The Internal Revenue Service, Employee Benefits Security Administration and the Department of Health and Human Services (collectively, the Departments) recently issued a “Notice of Clarification” in response to a court order requesting the Department’s justification for adopting 2015 regulations that implemented provisions under the Affordable Care Act (“ACA”) related to non-grandfathered health insurance plans. These regulations address the amount of group health plans and health insurers receive for out-of-network emergency services.
Public Health Service Act §2719A
Public Health Service Act (“PHSA”) §2719A, introduced by the ACA, provides that a non-grandfathered health insurance plan is permitted to provide out-of-network emergency service benefits in an amount equal to at least one of the following (commonly referred to as the “Greatest of Three”):
- The median amount negotiated with in-network providers for the emergency service provided;
- The amount paid for the service according to the generally utilized method for out-of-network services (such as the Usual, Customary, and Reasonable amount); or
- The amount that would be otherwise paid to Medicare for the emergency service.
Additionally, the non-grandfathered health insurance plan is required to disclose the process used to calculate the amount under the minimum payment standards.
American College of Emergency Physicians v.
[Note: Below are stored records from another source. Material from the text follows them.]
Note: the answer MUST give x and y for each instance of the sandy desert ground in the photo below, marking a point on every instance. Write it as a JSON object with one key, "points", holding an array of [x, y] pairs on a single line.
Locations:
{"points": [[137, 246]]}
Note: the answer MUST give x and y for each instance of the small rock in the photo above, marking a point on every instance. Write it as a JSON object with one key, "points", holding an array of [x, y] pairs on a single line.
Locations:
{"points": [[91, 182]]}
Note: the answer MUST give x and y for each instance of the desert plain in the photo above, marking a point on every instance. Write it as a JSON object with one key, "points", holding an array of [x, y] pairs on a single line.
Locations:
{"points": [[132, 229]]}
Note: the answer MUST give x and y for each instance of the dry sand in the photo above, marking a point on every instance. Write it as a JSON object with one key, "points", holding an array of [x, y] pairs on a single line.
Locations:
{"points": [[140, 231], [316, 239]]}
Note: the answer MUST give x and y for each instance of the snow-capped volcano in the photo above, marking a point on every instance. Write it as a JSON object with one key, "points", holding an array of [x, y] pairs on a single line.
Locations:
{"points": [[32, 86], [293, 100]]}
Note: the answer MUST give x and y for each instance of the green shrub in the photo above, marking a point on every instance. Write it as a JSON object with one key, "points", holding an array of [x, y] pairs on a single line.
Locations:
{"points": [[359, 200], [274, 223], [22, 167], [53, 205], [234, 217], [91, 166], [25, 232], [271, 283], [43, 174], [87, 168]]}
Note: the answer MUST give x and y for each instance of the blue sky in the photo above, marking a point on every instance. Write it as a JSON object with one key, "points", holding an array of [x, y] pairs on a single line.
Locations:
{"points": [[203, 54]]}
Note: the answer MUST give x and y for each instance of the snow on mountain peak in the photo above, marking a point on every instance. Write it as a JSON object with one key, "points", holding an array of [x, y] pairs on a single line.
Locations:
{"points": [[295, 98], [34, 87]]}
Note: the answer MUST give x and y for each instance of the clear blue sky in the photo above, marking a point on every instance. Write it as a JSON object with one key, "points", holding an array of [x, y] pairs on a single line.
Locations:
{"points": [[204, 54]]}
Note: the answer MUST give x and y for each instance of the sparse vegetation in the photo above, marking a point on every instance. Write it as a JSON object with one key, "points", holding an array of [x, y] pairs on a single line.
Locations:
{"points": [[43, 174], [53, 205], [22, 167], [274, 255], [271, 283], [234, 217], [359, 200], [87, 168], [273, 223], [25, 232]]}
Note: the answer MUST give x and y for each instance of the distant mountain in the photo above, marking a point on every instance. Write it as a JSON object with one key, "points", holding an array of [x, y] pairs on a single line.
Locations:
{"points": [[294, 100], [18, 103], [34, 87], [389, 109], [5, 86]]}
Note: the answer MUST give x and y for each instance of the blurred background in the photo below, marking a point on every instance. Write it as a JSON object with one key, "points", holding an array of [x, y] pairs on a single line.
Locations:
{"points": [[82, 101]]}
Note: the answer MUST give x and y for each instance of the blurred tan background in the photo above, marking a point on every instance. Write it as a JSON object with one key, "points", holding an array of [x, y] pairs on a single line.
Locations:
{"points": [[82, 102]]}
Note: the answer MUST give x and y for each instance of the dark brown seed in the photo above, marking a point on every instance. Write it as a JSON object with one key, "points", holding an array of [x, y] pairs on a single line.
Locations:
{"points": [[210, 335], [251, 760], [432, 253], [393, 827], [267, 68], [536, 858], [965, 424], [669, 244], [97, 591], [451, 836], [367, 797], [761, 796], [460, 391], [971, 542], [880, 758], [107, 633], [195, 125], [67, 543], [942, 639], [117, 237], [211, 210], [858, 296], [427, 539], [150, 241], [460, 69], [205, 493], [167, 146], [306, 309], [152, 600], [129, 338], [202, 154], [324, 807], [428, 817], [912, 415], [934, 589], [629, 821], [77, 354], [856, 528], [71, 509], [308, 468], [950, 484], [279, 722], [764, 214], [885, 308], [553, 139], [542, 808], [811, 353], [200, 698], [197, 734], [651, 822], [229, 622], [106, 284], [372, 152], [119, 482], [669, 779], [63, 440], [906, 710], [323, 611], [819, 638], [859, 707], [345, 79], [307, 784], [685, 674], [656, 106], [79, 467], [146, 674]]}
Thomas E. Price, M.D.
The American College of Emergency Physicians (“ACEP”) filed a complaint with the District Court citing concerns regarding the second item outlined above in the Greatest of Three determination expressing its apprehension regarding the ability to objectively determine what constitutes a fair amount that should be paid by insurers for out-of-network emergency services. Because of this, ACEP argued that insurers have the ability to pay unfair amounts, moving the cost-sharing burden to other patients, which is a violation of the ACA.
ACEP called for more transparency when determining the amount of out-of-network emergency services arguing that insurance companies should be required to utilize an objective and transparent database such as Fair Health; an independent database used to determine payments for out-of-network emergency services, for calculating out-of-network emergency care amounts.
Court Order and Notice of Clarification
The Court determined that it would not be appropriate to remove the regulations. Instead, a Court Order was issued requiring a response from the Departments.
The Departments, in responding to the Court Order requiring a response, issued a “Notice of Clarification” stating reasons why they believe the current method utilized to determine out-of-network emergency service care costs for insurance companies is objective, appropriate and sufficient. The Departments also proposed, in the Notice of Clarification, that creating such a database, as the ACEP recommended, would be an intrusion on state authority. However, if the Departments were willing to extend into the states’ authorities, the Departments claim the establishment and maintenance of such a database would be too costly and time-consuming.